A related interpretation is that the cortical locus of illusory contour formation comes before that of crowding. Illusory contours may have already formed before the inducer orientation information is crowded out. Single cell recording studies on monkeys showed that some V1 and V2 neurons were responsive to illusory contours (Grosof, Shapley, & Hawken,
1993; von der Heydt, Peterhans, & Baumgartner,
1984). Subsequently, multiple areas including V1 and V2 along the human visual pathway were shown to process or represent illusory contour information (Ffytche & Zeki,
1996; Montaser-Kouhsari, Landy, Heeger, & Larsson,
2007; Seghier et al.,
2000). More recently, Wu, He, Bushara, Zeng, Liu, and Zhang (
2011) studied how different visual areas would respond to Kanizsa squares with small or large gaps among the inducers.
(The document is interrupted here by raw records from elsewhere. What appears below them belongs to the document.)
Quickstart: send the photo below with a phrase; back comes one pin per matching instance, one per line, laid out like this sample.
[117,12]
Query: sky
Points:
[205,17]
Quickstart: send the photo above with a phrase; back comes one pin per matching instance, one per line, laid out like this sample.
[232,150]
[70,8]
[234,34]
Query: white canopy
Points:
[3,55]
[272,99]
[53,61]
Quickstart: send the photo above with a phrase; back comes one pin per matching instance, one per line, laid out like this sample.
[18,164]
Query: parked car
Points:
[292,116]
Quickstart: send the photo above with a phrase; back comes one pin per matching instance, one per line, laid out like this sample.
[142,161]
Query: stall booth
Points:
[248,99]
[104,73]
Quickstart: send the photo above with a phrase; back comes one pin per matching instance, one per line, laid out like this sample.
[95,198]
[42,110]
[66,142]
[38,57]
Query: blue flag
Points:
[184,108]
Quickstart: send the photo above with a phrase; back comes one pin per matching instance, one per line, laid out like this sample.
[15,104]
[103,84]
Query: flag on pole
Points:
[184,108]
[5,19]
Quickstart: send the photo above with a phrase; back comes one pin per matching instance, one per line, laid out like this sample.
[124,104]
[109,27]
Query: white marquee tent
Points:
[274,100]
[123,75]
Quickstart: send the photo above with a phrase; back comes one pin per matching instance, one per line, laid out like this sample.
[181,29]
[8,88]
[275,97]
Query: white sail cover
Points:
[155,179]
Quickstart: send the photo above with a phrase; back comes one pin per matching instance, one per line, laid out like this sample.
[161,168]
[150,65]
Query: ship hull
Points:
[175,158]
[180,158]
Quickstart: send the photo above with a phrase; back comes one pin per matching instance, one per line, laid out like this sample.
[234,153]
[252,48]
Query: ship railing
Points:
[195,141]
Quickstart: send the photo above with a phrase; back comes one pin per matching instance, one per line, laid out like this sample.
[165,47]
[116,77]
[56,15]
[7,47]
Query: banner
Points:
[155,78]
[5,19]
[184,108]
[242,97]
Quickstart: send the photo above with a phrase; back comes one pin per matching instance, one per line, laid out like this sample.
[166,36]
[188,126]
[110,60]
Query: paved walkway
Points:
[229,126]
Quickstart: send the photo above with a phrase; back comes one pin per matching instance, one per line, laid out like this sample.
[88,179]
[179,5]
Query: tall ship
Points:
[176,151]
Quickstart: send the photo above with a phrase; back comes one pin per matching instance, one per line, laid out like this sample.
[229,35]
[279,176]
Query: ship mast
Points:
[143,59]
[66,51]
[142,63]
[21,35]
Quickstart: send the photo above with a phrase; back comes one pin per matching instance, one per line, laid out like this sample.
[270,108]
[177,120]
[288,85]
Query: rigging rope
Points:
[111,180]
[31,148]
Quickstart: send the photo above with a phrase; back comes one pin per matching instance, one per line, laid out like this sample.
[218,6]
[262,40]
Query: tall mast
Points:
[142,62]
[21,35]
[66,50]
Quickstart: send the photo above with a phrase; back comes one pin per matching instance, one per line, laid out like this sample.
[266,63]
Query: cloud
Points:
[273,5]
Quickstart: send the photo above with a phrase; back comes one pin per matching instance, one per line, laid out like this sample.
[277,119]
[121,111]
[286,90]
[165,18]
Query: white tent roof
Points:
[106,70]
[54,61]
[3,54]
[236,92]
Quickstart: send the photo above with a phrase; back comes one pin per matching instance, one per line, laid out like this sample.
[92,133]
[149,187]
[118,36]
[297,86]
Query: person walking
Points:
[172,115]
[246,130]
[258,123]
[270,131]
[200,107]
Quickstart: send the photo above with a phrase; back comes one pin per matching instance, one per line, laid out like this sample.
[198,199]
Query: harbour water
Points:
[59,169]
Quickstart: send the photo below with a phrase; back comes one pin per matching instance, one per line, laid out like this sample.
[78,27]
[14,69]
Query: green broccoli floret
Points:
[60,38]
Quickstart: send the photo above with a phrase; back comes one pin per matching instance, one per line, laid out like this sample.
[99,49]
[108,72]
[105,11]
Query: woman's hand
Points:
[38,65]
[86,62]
They argued that the
local illusory contour completion became more prominent when the gaps were large, while the
global illusory shape representation became more prominent when the gaps were small. Consistent with their hypothesis, human V1 was more active in the large-gap condition than in the small-gap condition, with human LOC showing the opposite direction. However, Wu et al.'s (
2011) findings did not address the temporal aspect of cortical responses to test whether the observed V1 responses to illusory contour were a result of feedback from other visual areas (Murray, Wylie, Higgins, Javitt, Schroeder, and Foxe,
2002; Shpaner, Murray, & Foxe,
2009; Stanley & Rubin,
2003). Lee and Nguyen (
2001) observed the temporal properties of monkey V1 and V2 neuronal responses to illusory contours and found that V2 responded earlier to the illusory contours than V1. Combining data from electrophysiology and functional magnetic resonance imaging (fMRI), Murray et al. (
2002) suggested that the cortical responses in V1 and V2 were due to feedback from the lateral occipital complex (LOC), where the response to illusory contours seemed to have started. If illusory contours were formed before crowding, that would place crowding at a cortical locus after LOC in the visual processing stream. Nonetheless, our stimuli were more similar to Wu et al.'s (
2011) large-gap stimuli than the small-gap ones, V1 could also play an important role in our task.